実態としては非常に広範囲にわたっているのですが、普通の人でもイメージしやすいように分かりやすい事例に絞りますと、例えばある工場ではボルトとかナットのような部品を製造していると仮定します。当然ながら製品の大きさには決まった仕様があり、そこから外れると不良品です。さて、では仕様どおりの大きさかどうかをどうやって素早く、かつ確実に確認すれば良いかという問題から生み出されたのが検査治具となります。
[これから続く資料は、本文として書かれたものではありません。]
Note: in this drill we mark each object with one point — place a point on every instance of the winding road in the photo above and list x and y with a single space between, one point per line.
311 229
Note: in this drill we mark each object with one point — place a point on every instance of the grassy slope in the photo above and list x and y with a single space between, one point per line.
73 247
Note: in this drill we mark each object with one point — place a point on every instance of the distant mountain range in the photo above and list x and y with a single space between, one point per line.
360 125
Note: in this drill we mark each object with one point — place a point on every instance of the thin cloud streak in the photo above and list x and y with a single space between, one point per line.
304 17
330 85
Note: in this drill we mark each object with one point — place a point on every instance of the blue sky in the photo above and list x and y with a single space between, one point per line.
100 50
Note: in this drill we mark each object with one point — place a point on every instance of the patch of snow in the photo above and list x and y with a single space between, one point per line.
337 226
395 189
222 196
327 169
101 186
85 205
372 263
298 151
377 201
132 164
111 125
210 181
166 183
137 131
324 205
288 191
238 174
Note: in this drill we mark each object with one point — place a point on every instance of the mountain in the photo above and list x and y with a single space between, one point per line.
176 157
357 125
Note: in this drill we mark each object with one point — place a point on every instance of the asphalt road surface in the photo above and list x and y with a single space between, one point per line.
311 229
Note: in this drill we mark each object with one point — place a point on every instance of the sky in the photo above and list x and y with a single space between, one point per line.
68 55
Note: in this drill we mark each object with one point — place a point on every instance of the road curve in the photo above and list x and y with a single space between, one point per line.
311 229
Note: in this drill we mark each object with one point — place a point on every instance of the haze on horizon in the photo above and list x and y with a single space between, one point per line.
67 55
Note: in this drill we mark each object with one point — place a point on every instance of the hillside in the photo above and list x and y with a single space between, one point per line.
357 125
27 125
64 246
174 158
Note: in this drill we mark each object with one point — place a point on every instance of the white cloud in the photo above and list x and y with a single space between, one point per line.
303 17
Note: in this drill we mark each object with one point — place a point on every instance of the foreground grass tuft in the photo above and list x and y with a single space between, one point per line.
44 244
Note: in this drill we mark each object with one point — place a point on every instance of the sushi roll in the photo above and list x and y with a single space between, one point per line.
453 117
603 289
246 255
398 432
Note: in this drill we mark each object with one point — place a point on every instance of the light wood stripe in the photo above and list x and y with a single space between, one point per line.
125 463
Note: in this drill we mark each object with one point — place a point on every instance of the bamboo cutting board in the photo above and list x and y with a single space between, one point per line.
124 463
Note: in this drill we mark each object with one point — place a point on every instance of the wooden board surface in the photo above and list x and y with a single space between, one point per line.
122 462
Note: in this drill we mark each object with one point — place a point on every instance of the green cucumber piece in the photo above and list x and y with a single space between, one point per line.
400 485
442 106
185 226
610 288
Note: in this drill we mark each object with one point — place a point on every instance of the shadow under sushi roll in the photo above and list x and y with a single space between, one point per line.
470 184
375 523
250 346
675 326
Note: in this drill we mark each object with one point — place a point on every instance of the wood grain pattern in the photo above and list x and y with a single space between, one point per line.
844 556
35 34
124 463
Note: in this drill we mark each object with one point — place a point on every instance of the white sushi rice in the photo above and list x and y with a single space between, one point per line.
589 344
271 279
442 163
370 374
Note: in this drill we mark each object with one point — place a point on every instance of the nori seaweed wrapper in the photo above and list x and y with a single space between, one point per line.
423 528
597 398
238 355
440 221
大きさを測るのですから教科書的には物差しを使うことになり、ある程度以上に細かく厳密に測ろうと思えば、一般の定規ではなくノギスとかマイクロメーターを思い浮かべる人もいるかもしれません。
しかし出来上がったボルトの一つ一つにノギスを当てて長さを測るのではあまりに時間がかかりすぎますし、目視では当然誤差も生じます。そういうやり方ではなく、予めそのボルトが丁度ぴったりと嵌るよう型枠的な部品を作っておけば、いちいちノギスを当てることなく仕様通りかどうかを素早くチェックできるでしょう。これが検査治具です。